Un ragazzo sul balcone era semi-sdraiato, appoggiato con la schiena contro il muro e avvolto in tre
coperte di lana, gentilmente offerte dalla padrona di casa. Sembrava cercare risposte lungo le strade
buie della città. Nella compagnia seduta al tavolo in sala, la conversazione pareva spegnersi
lentamente, come uno dei falò raccontati poco prima, e salvo qualche scintilla che divampava
fugace in gruppi di due o tre, si andava affermando il silenzio.
Tutt’ora non so dire che cosa fosse: solo un velo di malinconia all’idea di salutare il nostro amico
oxfordiano, o qualche disagio più profondo che si nascondeva a malapena?
Non so bene neanche come sia successo quello che è successo. So solo che la festa non era ancora
del tutto finita, che c’era ancora chi inseguiva un’ombra di divertimento spensierato su un tapis
roulant, e che io ero lì a cercare la presa della corrente per farlo correre un po’ e magari fargli
smaltire la sbronza. Lui aveva sempre la sua bottiglia di vetro in mano, e io credo di aver trovato la
presa nel momento sbagliato.
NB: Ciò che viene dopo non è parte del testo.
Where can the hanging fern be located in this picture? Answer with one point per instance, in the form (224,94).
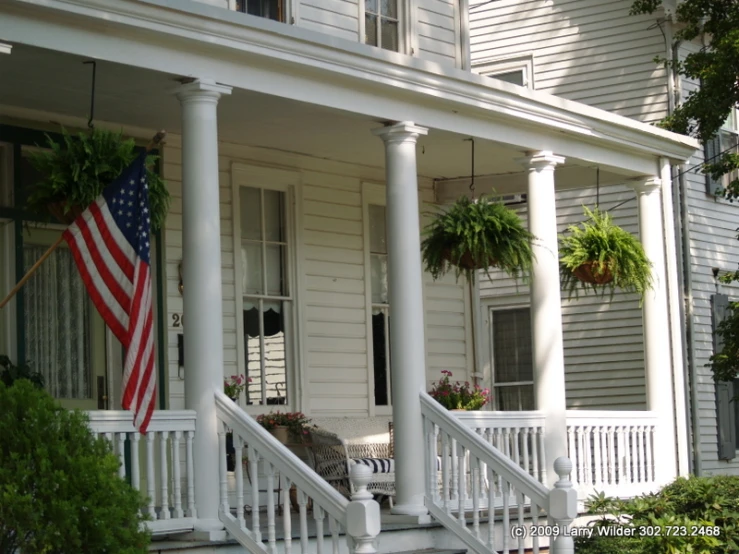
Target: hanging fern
(76,170)
(613,256)
(477,235)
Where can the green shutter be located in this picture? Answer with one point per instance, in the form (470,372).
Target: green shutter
(711,149)
(725,409)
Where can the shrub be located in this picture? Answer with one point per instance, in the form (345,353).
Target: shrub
(59,486)
(699,515)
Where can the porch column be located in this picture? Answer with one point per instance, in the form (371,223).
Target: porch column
(656,329)
(546,308)
(405,284)
(201,255)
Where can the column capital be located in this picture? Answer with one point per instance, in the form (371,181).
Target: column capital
(201,89)
(544,159)
(646,185)
(404,131)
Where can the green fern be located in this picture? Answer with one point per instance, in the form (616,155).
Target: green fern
(611,247)
(76,170)
(484,232)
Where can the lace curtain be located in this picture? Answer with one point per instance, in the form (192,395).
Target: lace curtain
(57,313)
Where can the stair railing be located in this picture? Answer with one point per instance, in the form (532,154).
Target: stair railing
(467,474)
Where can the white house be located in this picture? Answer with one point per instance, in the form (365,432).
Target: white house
(303,143)
(598,54)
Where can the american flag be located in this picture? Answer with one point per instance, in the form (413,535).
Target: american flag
(110,242)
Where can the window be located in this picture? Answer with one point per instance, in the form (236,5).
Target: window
(726,140)
(267,294)
(380,305)
(269,9)
(381,24)
(518,70)
(513,368)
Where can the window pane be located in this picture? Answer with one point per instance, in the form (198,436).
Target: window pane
(378,270)
(370,29)
(57,320)
(512,346)
(276,282)
(378,241)
(251,268)
(267,369)
(389,8)
(389,35)
(379,359)
(251,213)
(274,219)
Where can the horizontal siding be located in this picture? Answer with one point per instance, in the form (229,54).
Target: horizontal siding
(591,51)
(436,29)
(603,342)
(339,18)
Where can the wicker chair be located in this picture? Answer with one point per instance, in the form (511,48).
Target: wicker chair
(334,456)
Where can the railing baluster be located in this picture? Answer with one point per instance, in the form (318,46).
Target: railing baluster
(302,510)
(150,477)
(191,509)
(286,519)
(164,512)
(239,474)
(318,515)
(177,475)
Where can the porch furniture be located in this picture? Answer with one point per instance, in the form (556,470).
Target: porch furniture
(334,457)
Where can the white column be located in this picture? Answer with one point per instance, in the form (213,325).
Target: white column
(201,254)
(656,329)
(546,308)
(405,284)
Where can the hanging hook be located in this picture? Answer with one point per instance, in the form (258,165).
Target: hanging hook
(92,94)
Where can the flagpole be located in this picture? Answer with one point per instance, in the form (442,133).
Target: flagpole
(155,140)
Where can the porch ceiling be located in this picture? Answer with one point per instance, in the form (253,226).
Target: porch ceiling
(59,83)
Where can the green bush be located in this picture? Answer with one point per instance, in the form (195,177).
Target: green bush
(59,486)
(697,515)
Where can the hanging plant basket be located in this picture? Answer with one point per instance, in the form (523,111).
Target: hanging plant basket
(599,255)
(470,236)
(77,169)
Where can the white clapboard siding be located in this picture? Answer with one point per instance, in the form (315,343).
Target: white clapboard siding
(339,18)
(591,51)
(603,344)
(437,31)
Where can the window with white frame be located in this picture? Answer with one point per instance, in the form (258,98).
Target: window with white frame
(380,305)
(725,141)
(382,23)
(267,293)
(513,368)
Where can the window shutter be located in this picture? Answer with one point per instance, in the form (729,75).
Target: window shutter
(712,148)
(725,408)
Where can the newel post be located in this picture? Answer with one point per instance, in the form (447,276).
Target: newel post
(363,513)
(563,507)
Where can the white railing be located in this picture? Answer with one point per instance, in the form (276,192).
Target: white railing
(518,435)
(612,451)
(159,464)
(496,484)
(275,469)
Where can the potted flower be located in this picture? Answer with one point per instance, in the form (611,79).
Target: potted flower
(75,171)
(459,396)
(598,253)
(472,235)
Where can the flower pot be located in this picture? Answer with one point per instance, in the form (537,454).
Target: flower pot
(56,209)
(587,273)
(281,433)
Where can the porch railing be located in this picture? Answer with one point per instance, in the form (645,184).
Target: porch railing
(497,485)
(612,451)
(275,470)
(159,464)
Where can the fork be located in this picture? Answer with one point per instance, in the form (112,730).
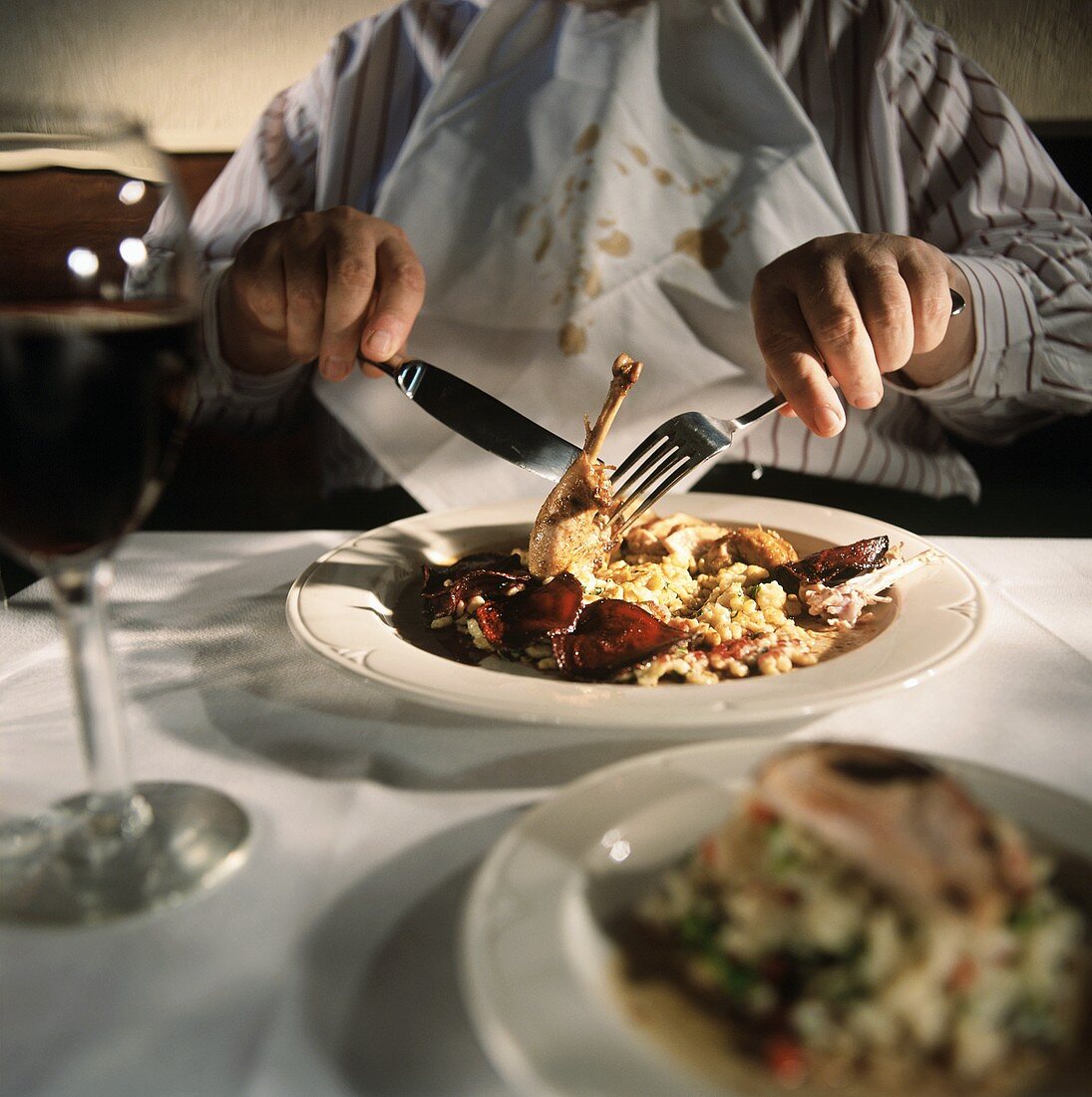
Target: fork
(677,448)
Così come ero arrivato alla festa, nel momento sbagliato.
La Peroni gli si infranse addosso nella caduta, provocando diversi tagli superficiali qua e là, ma il
peggio fu il rumore sordo con cui sbatté la testa. In quell’istante ognuno abbandonò un’allegria che
non gli apparteneva, e mentre la nebbia di canne e di ricordi estivi si dissipava, goffamente
ricascavamo nel fango sporco della realtà.
Il tappeto nero continuava ad andare con un ronzio sommesso. Mi rimisi in piedi, gli occhi che
scorrevano sulla scena: il ragazzo era vivo, era cosciente, sghignazzava accasciato contro il muro.
Io, la padrona di casa accorsa dalla cucina, l’altro amico che aveva assistito e qualche innocuo
fattone che gironzolava lì intorno tirammo tutti insieme un sospiro di sollievo.
Ma l’incantesimo era infranto. Le storie, che ci avevano concesso una pausa nella loro culla, erano
svanite con quel rumore sordo: eravamo nuovamente intrappolati nella casa gelida, tra le mura e le
strade di cemento di una città che per noi non era più abbastanza.
Mentre io e il mio amico ci prendevamo cura del poveretto e lo adagiavamo su un letto libero, la
gente iniziò ad alzarsi, a salutare il festeggiato, a prendere la propria giacca, a salutarlo di nuovo
con più calorosità perché non lo si sarebbe più visto in giro per un po’… Nel giro di un quarto d’ora,
il mio amico si era ripreso e l’appartamento si era svuotato. Ora regnava una calma immobile, che i
vicini di tutto il condominio agognavano da ore. La musica andava a volume bassissimo, un brusio
quasi sovrastato dai rumori delle automobili fuori dalle finestre aperte. L’aria fresca della notte si
sostituiva alla cappa di fumo, creando correnti e soffi che spostavano i palloncini e i tovaglioli
caduti per terra. Gli avanzi di torte e salatini giacevano in piatti di carta, sparsi per tutta la casa
come le bottiglie vuote e gli accendini dispersi. Anche io mi sentivo un po’ vuoto e disperso, in
quell’istante. Stavo realizzando come fossero fragili certi momenti, e cercavo anche di convincermi
che il mio incidente avesse solamente portato allo scoperto qualcosa che era già rotto, in quella
serata e nelle nostre vite.
Dopo aver piazzato la mia vittima sul sedile di un taxi e aver aiutato a mettere un po’ in ordine quel
paesaggio avvilente, feci i miei migliori auguri all’amico che partiva per Oxford, ringraziai la
padrona di casa e uscii a farmi trafiggere dal freddo. Sotto il portico c’era la ragazza del divanetto,
da sola, il vestito rosso che brillava anche alla luce dei lampioni. Fumava una sigaretta sottile e
aveva il mascara colato. Mi mormorò un debole “grazie” mentre le passavo di fronte. La guardai
perplesso. “Per avermi fatto alzare,” disse. “Per avermi portata via di lì.”